- Data can be filtered or refined to ensure that only the relevant data is integrated.
- Describe a situation where data has been filtered to underpin a business objective.
A common technique in marketing is A/B testing where different customers are randomly given different offers on a product, e.g. one group are offered a discount whilst another is offered buy-one-get-one-free. This is particularly powerful in online stores where customers are not limited geographically (in bricks-and-mortar stores each store can only give one of the offers so it may be that a particular offer works or does not due to the area, useful information but it may mask other useful information) and the business is likely to have other data about the customer such as demographics. The business will filter the datasets on views and sales by which offer the customer was given to compare the impact on buying decisions vs other metrics such as age, gender &c. This can be used to tune future sales algorithms to offer the deal most likely to get the person to buy.
- Name 3 business objectives that could be better understood by filtering data ie improve customer satisfaction
I really struggled with this question, I don’t think I understand what it’s asking for. Reduce costs by identifying under performing business units and product lines and focusing on them.
Increase sales in an underperforming region by filtering datasets to just that region
Reduce customer complaints by filtering datasets on the best ten and worst ten sites into two separate datasets to allow you to focus on the differences that may be lost in a larger dataset.
Increase sales by comparing high performing regions with low.
Reduce staff absence by identifying trends.
- Data integration techniques can be categorized as follows:
- Manual Integration or the Common User Interface
- Application Based Integration
- Middleware Data Integration
- Virtual Integration or Uniform Data Access
- Physical Data Integration or Common Data Storage
- Explain the Manual data Integration technique and describe the following Common User Interfaces
- Dynamic charts
Manual integration involves a person manually combining, filtering and summarizing data from different systems. Commonly this will be taking spreadsheets, CSV files etc and loading them into a spreadsheet program (e.g. Excel) or desktop database (e.g. Access) then using lookups and formulas to process the data ready for visualization. This is most useful when the analysis is a one off so is not worth the effort of automating and for exploratory or pilot analysis where you are looking for options or the end user is unsure what they want and wants the data analyst to show them the ‘art of the possible’.

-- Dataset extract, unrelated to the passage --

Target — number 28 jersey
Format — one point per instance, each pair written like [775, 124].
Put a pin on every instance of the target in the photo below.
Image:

A dashboard is a collection of visualizations, typically on a single page, that provides a high level summary view of the data. The visualizations may be collated from one or more separate reports. The aim is to provide an overall indication of the situation, ‘At A Glance’, without going into detail, although an online dashboard may provide the ability to drill down to more detailed visualizations and the underlying data.

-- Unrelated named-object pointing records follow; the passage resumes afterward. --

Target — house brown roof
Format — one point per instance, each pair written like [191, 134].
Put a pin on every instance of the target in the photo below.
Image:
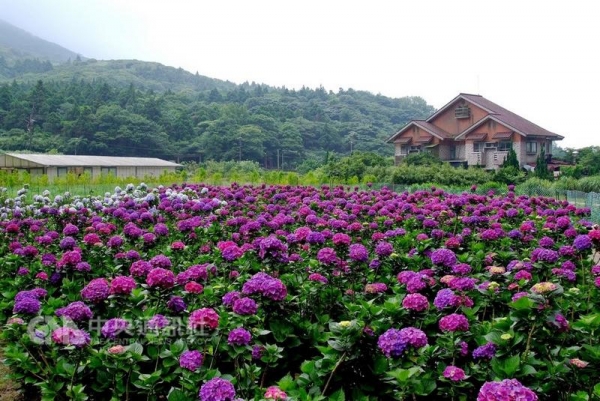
[435, 130]
[478, 137]
[502, 135]
[432, 129]
[508, 117]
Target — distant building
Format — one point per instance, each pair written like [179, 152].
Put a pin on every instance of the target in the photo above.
[472, 131]
[60, 165]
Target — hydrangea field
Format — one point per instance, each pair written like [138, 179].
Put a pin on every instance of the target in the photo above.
[283, 292]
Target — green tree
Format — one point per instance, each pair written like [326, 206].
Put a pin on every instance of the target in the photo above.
[511, 160]
[541, 167]
[421, 159]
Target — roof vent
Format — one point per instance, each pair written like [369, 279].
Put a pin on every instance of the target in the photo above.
[462, 112]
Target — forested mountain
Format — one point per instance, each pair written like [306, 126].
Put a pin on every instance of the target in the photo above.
[17, 44]
[135, 108]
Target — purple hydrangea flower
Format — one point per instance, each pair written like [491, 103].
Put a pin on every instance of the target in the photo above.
[191, 360]
[582, 242]
[158, 322]
[122, 285]
[76, 311]
[486, 351]
[445, 298]
[384, 248]
[204, 318]
[29, 305]
[327, 256]
[443, 257]
[176, 304]
[358, 253]
[454, 373]
[161, 261]
[96, 291]
[245, 306]
[160, 278]
[415, 302]
[507, 389]
[239, 337]
[113, 327]
[454, 322]
[394, 342]
[217, 389]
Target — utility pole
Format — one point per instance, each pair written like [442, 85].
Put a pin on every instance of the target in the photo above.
[351, 136]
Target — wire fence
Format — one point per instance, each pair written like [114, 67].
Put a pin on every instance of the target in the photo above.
[580, 199]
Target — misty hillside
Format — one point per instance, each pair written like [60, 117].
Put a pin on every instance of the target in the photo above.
[137, 108]
[17, 44]
[142, 74]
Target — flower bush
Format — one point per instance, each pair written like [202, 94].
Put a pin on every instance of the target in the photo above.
[287, 292]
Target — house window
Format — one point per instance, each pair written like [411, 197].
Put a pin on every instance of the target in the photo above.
[462, 112]
[108, 170]
[504, 146]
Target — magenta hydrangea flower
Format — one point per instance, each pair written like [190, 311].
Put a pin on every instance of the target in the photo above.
[76, 311]
[239, 337]
[193, 287]
[113, 327]
[375, 288]
[140, 268]
[358, 253]
[341, 239]
[161, 261]
[191, 360]
[454, 373]
[394, 342]
[96, 291]
[176, 304]
[486, 351]
[27, 305]
[275, 393]
[317, 277]
[415, 302]
[327, 256]
[507, 389]
[205, 318]
[158, 322]
[383, 249]
[454, 322]
[443, 257]
[217, 389]
[265, 285]
[70, 336]
[245, 306]
[160, 278]
[122, 285]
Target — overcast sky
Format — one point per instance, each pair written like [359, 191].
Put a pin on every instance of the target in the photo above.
[539, 59]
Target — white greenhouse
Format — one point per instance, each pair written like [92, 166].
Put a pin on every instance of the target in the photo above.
[61, 165]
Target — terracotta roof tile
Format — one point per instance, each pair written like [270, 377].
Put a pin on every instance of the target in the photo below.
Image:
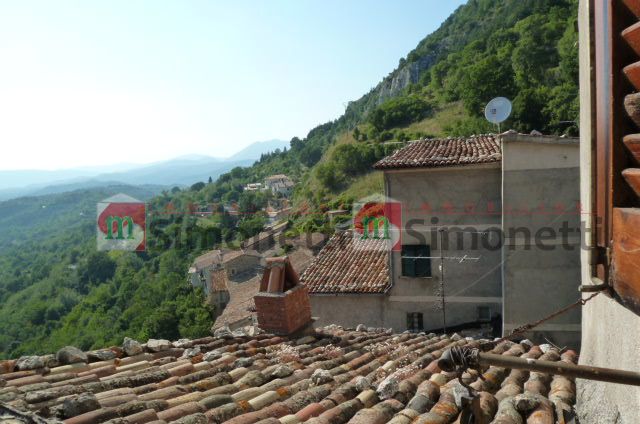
[444, 152]
[332, 375]
[341, 267]
[240, 301]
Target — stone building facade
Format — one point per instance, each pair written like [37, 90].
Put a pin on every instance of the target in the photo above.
[461, 199]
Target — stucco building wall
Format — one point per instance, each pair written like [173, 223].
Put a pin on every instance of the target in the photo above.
[348, 310]
[465, 200]
[541, 227]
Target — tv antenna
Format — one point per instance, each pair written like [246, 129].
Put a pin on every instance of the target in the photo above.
[498, 110]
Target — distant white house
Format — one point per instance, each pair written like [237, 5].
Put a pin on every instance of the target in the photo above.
[254, 187]
[279, 184]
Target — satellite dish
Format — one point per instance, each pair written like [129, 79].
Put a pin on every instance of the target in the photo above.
[497, 110]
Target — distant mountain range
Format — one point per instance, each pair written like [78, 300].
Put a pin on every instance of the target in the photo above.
[181, 171]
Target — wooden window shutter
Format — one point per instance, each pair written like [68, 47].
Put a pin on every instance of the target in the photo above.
[616, 182]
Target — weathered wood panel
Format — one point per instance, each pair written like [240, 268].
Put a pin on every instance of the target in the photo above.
[625, 272]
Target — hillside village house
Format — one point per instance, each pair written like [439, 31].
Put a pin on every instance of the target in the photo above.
[236, 264]
[474, 189]
[279, 184]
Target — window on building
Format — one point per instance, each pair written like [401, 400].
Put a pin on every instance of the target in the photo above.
[484, 313]
[416, 261]
[414, 321]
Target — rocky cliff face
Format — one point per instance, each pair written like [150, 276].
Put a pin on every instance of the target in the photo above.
[405, 74]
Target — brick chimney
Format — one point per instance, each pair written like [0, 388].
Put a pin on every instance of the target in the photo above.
[282, 304]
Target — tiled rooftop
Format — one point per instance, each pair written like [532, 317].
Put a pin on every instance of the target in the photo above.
[343, 267]
[444, 152]
[241, 305]
[332, 376]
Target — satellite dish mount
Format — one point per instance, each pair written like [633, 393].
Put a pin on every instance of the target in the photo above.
[498, 110]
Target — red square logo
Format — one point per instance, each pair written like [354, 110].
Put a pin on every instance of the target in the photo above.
[121, 224]
[378, 219]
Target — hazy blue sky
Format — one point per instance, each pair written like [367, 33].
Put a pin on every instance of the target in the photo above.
[98, 82]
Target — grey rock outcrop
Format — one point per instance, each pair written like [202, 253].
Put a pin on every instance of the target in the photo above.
[71, 355]
[131, 347]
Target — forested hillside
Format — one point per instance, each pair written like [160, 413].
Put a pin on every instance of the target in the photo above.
[56, 290]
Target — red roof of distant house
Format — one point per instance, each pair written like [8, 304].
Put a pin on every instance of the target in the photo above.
[444, 152]
[341, 267]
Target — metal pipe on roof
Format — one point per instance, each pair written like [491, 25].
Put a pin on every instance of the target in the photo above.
[470, 358]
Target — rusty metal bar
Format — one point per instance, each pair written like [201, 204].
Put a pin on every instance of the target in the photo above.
[470, 358]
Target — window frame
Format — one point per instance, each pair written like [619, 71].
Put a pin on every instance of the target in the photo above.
[415, 253]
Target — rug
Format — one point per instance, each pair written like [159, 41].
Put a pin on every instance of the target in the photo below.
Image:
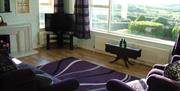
[92, 77]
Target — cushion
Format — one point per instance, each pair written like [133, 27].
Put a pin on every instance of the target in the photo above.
[138, 85]
[43, 80]
[6, 64]
[28, 66]
[172, 71]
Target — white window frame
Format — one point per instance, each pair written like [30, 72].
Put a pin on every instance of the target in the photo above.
[48, 3]
[139, 37]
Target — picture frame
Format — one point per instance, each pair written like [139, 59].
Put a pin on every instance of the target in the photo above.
[22, 6]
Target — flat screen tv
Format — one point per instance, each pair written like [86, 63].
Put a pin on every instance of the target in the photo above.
[59, 22]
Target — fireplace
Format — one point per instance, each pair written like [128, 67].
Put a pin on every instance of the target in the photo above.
[5, 43]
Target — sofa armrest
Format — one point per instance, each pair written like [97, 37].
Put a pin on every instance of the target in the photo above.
[18, 80]
[175, 58]
[159, 66]
[117, 85]
[64, 85]
[160, 83]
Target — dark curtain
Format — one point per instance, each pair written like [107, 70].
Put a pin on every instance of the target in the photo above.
[82, 29]
[58, 6]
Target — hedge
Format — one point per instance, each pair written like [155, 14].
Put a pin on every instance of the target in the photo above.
[140, 27]
[175, 31]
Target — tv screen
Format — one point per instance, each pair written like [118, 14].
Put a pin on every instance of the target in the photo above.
[59, 22]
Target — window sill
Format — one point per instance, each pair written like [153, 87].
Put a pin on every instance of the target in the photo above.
[137, 37]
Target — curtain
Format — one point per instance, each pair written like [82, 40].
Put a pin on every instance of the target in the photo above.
[58, 6]
[82, 29]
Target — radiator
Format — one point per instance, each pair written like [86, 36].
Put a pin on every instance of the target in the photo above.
[42, 38]
[150, 55]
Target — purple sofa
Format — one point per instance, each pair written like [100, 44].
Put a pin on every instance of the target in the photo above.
[29, 78]
[155, 81]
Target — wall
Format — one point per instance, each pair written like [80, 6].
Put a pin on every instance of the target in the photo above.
[69, 6]
[152, 52]
[31, 18]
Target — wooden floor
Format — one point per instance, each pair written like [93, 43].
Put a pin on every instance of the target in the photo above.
[45, 56]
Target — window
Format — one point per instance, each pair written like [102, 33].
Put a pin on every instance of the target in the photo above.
[152, 18]
[45, 6]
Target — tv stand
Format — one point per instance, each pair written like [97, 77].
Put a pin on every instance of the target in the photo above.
[61, 38]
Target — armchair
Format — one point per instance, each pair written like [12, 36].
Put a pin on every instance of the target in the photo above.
[155, 81]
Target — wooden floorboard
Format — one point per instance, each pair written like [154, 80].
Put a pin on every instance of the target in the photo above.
[46, 56]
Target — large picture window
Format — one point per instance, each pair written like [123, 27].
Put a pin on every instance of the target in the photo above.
[45, 6]
[151, 18]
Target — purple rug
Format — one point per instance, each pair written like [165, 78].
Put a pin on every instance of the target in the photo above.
[92, 77]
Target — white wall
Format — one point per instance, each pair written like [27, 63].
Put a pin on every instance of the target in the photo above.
[31, 18]
[69, 6]
[152, 52]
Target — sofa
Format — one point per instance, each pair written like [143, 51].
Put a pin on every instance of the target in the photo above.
[25, 77]
[155, 81]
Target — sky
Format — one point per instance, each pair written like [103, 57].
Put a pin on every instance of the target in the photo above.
[141, 2]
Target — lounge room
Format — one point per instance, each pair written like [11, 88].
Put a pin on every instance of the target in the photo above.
[89, 45]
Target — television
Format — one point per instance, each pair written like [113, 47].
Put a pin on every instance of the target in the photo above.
[59, 22]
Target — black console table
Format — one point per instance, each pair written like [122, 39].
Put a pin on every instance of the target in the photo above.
[124, 53]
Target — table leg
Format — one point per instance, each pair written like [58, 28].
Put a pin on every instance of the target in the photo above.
[126, 61]
[116, 59]
[130, 62]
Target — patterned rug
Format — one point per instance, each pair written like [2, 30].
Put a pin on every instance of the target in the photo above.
[92, 77]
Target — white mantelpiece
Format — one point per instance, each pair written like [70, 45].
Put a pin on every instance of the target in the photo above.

A score card is a form of dashboard that compares actual values to a target or predicted value. For example you may not be concerned about the specific sum spent per department each month, just if it is within a given tolerance of the budgeted amount so, if your tolerance is 5%, you might use a RAG status with Green for upto +/- 5% of budget, Amber for +/- 5-10% of budget and Red for +/- over 10% and apply the colours to arrows representing which direction. This quickly draws the readers attention to those areas most in need of attention.

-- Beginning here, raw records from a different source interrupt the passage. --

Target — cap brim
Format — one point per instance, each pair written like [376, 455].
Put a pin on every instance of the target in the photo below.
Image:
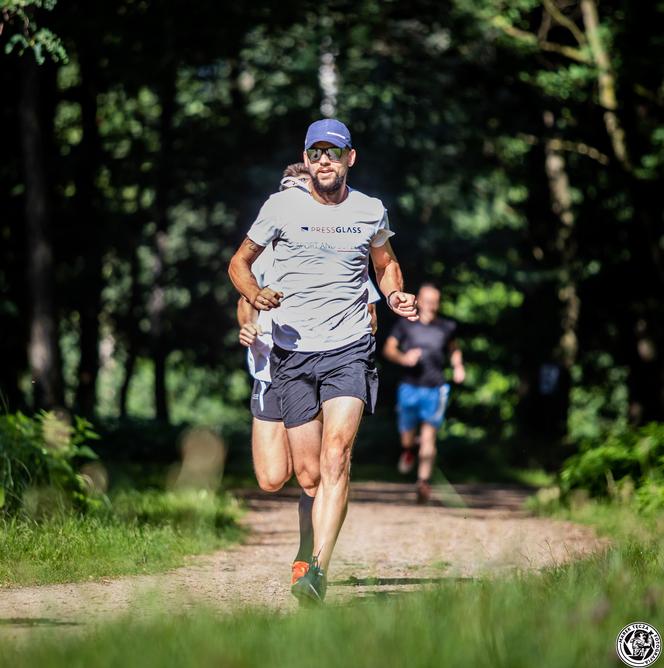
[330, 139]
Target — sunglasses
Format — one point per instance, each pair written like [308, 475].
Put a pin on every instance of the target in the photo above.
[333, 153]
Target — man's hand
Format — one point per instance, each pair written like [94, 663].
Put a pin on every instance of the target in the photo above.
[249, 333]
[267, 299]
[411, 357]
[403, 304]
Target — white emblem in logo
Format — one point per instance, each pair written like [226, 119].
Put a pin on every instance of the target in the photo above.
[639, 644]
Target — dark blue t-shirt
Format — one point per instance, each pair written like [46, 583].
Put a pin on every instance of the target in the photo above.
[433, 339]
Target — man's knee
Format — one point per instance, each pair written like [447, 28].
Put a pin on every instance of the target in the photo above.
[308, 480]
[272, 481]
[335, 462]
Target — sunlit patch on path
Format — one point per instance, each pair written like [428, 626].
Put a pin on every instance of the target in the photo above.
[388, 546]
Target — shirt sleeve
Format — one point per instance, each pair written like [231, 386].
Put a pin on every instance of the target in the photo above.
[262, 266]
[267, 226]
[374, 295]
[383, 231]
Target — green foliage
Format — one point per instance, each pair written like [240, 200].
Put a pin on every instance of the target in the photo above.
[566, 616]
[37, 457]
[188, 508]
[18, 15]
[137, 533]
[627, 459]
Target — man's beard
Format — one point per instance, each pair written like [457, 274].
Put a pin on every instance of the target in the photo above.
[331, 188]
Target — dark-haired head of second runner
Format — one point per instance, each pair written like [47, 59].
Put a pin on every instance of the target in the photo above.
[323, 357]
[422, 349]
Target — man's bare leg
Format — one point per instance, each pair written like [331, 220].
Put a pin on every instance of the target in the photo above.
[273, 466]
[341, 419]
[305, 452]
[427, 451]
[271, 455]
[408, 439]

A dynamic chart is a chart that is connected to some sort of data feed and updates either on a set frequency or when triggered by a change in the feed. They may show a current status or a rolling average. These are commonly used in IT to display the status of key servers and network links, often with colour coding to highlight potential problems. Similarly they are often used in call centres to show metrics important to the minute by minute management of the centre. Typically they may show a breakdown of number agents in calls vs in wrap up vs waiting for calls vs logged off, current call volumes vs callers in queue vs callers on hold, current longest call, average call length as a rolling average for the past hour &c.
- Explain the Virtual data integration technique
Virtual Data Integration uses direct links to the source systems, often via views or ‘canned queries’ that connect using database links or an API (Application Programming Interface), to get data for analysis when it is needed. These have the advantage that you are always looking at the most current data and do not need to keep extra copies of the data. Key disadvantages are that you may not be able to view historic data, version control can be challenging as the same report run by different people seconds apart may give different results and running reports will place extra load on the source system. This last can be a major issue on high volume transactional systems as they are tuned for transactional work, typically many small updates with few queries, and those queries are often using indexed key values, where are reporting and analysis will often involve long running queries that often use full table scans.
- Explain the Physical data integration technique and describe the following process
Physical data integration is taking datasets from source systems and moving it to a dedicated reporting/analysis platform, often a datawarehouse or datamart. This process is often referred to as ETL, Extract Transform Load. The Extract phase involves taking a copy of the data from the source systems and putting it in a staging area, the data may be filtered at this phase, commonly to just new data since the last extract as previous data may already be on the target platform. During the Transform phase the data is manipulated to make it more suitable for reporting. This often involves denormalization, creation of summary values and data conversions (e.g. a multinational company may convert all transactions to a single currency and store that alongside the actual transaction value in the original currency). The Load phase involves moving the dataset onto the reporting/analysis platform. This could be database tables, a spreadsheet, an OLAP (OnLine Application Processing) cube. Often this will also involve creating objects such as indexes and materialized views to support queries used in reports.